Félicité’s strength derives from her staunch refusal to collapse under the weight of her circumstance. Bozon frequently captures Beya’s face in tight close-up as she silently maneuvers through the chaos of the city, struggling to gather the necessary funds before it’s too late. It’s clear that Félicité isn’t one to ask or even beg for anything, let alone money from her cash-strapped peers and family members, but the position has rendered pride a luxury. The character and Beya’s performance recalls Marion Cotillard’s character in the Dardenne brothers’ recent feature “Two Days, One Night”; Cotillard plays a desperate woman who must beg her colleagues to vote to keep her job, all while she combats her own mental illness. Watch Beya as she refuses to turn away from insults hurled at her face, or when she stands up to a local mob boss who refuses her request for a handout. Beya channels the unique power in simply refusing to yield to the world’s harsh burdens.
Gomis majorly shifts gears in the film’s second hour, moving away from the established narrative into broader territory. He focuses on Félicité’s personal journey, primarily her new relationship with a sweet local mechanic and frequent drunk Tabu (Papi Mpaka), as well as capturing Kinshasa street life. Though this has frequent pleasures, like a showcase for Mpaka’s tender yet boisterous performance, it doesn’t retain the urgency of the film’s first hour. While the meandering interludes initially felt attached to Félicité and her plight, they eventually become too tenuous for them to have much impact. Worst of all, Gomis struggles to arrive at an appropriate conclusion; he chooses to end “Félicité” a few different ways, all of which have weight on their own, but less so when juxtaposed.

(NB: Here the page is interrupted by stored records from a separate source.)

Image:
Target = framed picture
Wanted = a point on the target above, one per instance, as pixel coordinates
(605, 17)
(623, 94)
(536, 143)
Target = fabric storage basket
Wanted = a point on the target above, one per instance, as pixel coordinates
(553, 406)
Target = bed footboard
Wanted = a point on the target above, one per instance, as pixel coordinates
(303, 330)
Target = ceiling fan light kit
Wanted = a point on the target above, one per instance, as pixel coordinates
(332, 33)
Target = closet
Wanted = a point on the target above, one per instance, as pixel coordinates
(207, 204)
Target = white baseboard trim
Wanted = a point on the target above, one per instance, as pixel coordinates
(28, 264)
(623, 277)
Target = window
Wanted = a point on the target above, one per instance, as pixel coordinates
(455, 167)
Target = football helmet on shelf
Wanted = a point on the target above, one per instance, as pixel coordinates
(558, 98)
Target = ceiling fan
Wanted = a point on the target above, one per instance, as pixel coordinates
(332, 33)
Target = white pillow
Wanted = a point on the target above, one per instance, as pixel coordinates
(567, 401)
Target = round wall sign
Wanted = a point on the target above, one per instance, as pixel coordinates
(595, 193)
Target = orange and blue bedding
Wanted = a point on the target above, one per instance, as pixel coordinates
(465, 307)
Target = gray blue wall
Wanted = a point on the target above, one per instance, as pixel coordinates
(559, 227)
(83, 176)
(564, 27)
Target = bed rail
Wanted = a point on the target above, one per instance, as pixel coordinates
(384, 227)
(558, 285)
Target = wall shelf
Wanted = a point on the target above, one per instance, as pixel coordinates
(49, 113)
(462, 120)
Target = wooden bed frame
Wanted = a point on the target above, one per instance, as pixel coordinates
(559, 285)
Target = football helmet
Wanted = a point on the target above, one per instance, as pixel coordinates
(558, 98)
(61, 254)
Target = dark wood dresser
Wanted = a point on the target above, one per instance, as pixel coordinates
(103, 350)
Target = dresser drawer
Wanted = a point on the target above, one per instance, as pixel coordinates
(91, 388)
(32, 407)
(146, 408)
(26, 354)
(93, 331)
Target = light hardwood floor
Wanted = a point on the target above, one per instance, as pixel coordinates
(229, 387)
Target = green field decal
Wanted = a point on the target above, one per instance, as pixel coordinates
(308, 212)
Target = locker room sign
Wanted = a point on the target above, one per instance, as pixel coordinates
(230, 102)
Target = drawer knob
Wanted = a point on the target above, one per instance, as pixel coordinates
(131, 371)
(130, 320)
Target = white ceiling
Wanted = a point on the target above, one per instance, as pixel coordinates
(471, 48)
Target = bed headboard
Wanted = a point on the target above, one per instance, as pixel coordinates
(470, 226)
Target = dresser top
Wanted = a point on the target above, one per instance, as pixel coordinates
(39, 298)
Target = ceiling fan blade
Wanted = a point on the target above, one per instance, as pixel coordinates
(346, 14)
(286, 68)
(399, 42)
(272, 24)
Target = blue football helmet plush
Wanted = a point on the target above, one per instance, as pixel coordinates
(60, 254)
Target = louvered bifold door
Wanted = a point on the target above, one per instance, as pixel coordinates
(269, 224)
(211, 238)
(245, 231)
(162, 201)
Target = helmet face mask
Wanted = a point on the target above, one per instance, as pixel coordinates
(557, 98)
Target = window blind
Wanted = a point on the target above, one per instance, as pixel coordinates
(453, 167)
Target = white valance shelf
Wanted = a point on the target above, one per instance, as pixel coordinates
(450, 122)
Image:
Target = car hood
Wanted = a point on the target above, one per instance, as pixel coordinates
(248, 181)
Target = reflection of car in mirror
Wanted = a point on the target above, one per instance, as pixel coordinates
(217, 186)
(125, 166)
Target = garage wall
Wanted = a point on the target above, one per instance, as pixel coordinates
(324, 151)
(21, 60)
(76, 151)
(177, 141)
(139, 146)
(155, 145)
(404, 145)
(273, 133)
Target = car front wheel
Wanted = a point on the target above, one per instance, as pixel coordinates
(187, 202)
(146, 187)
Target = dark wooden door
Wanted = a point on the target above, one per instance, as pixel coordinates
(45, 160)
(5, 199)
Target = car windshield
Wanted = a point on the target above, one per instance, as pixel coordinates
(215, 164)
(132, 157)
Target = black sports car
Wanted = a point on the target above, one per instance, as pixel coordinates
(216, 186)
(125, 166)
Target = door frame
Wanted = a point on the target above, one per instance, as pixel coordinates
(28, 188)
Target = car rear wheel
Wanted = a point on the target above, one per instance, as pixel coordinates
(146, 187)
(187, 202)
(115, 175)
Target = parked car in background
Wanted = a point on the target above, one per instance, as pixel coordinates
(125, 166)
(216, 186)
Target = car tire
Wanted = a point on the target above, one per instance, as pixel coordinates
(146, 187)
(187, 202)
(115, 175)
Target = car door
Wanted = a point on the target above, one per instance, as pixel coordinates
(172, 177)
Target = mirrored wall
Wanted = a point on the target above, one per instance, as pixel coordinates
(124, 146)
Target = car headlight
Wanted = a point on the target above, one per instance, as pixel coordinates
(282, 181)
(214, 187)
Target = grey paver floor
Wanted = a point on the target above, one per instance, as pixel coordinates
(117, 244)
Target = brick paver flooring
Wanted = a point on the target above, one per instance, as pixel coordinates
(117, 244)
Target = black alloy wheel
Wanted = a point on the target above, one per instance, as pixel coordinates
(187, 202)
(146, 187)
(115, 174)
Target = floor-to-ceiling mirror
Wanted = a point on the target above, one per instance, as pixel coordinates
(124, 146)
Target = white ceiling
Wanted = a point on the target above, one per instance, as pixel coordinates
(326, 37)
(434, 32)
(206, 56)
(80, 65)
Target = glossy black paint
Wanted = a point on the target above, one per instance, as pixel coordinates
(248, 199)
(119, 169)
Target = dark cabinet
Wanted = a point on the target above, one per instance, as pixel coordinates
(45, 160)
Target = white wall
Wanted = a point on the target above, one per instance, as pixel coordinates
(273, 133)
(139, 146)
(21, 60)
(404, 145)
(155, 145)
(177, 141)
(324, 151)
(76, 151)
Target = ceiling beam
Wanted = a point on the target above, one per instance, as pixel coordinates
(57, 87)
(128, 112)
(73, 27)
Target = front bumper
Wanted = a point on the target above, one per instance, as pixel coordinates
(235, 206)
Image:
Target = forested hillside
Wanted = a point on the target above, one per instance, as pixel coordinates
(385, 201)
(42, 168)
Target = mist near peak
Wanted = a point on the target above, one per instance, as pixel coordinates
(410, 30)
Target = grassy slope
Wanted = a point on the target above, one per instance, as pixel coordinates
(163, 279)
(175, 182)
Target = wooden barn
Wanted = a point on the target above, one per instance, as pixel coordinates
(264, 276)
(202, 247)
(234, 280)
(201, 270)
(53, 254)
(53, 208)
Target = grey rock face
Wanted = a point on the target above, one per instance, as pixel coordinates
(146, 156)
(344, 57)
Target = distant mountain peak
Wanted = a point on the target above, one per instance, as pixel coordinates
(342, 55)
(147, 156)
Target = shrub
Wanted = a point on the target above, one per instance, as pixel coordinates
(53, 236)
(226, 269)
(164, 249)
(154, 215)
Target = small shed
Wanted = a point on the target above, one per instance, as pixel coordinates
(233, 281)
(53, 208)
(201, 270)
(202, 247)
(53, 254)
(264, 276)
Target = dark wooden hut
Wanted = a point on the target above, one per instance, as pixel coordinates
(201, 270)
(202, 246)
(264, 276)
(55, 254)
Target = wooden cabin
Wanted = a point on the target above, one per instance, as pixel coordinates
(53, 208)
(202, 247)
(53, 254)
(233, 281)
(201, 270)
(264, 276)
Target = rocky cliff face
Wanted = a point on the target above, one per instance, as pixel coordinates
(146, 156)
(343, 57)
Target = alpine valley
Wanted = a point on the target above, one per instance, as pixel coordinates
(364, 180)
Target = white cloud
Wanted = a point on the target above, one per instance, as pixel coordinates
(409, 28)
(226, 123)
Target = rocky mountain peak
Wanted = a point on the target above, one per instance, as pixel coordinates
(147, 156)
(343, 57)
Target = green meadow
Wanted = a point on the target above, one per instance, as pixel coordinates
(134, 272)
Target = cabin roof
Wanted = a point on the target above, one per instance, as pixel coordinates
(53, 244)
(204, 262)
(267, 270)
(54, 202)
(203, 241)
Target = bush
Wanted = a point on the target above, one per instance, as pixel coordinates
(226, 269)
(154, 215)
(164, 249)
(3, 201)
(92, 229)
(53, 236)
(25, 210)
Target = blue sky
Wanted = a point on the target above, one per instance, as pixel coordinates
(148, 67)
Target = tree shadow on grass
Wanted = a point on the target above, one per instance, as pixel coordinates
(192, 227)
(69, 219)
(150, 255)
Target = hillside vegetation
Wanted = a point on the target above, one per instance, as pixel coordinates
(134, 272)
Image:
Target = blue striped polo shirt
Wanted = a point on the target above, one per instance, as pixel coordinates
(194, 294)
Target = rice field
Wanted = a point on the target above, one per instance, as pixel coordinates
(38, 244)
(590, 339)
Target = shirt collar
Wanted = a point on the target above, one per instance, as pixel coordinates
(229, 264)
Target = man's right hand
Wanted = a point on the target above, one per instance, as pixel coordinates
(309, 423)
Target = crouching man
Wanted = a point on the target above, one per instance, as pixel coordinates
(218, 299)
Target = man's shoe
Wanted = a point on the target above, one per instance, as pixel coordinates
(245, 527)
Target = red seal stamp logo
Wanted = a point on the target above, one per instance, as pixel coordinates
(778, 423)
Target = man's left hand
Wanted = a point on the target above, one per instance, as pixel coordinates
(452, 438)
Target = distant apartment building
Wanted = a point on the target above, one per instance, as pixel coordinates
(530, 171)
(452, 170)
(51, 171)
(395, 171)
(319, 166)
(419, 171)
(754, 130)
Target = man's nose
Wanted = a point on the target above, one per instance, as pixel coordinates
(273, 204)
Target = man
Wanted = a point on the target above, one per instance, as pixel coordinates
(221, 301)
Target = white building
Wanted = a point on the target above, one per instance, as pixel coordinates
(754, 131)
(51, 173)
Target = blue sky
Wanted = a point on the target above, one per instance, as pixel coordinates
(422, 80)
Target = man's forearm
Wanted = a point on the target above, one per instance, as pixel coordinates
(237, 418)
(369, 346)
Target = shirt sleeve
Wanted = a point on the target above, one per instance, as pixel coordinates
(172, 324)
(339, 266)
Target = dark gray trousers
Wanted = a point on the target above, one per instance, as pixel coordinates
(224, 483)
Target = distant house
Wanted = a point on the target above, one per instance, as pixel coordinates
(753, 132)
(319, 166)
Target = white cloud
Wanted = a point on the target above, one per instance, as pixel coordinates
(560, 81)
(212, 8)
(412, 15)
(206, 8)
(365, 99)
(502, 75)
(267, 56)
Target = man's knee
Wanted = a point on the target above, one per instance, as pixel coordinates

Still, “Félicité” has a lyrical spirit that worms its way to the surface even at its most directionless, especially when Gomis squarely focuses on musical performances from the Kasai Allstars and the Symphonic Orchestra of Kinshasa. The former brings an exuberant energy, deriving from their mixture of multiple ethnic traditions, while the latter provides an ethereal quality that suggests an otherworldly presence within the frame. Gomis weaves the music through Félicité’s personal exploration, providing extra potency to her soul search. “Félicité” argues that the world keeps spinning when any given crisis finishes. The key is to keep up with it on your own terms.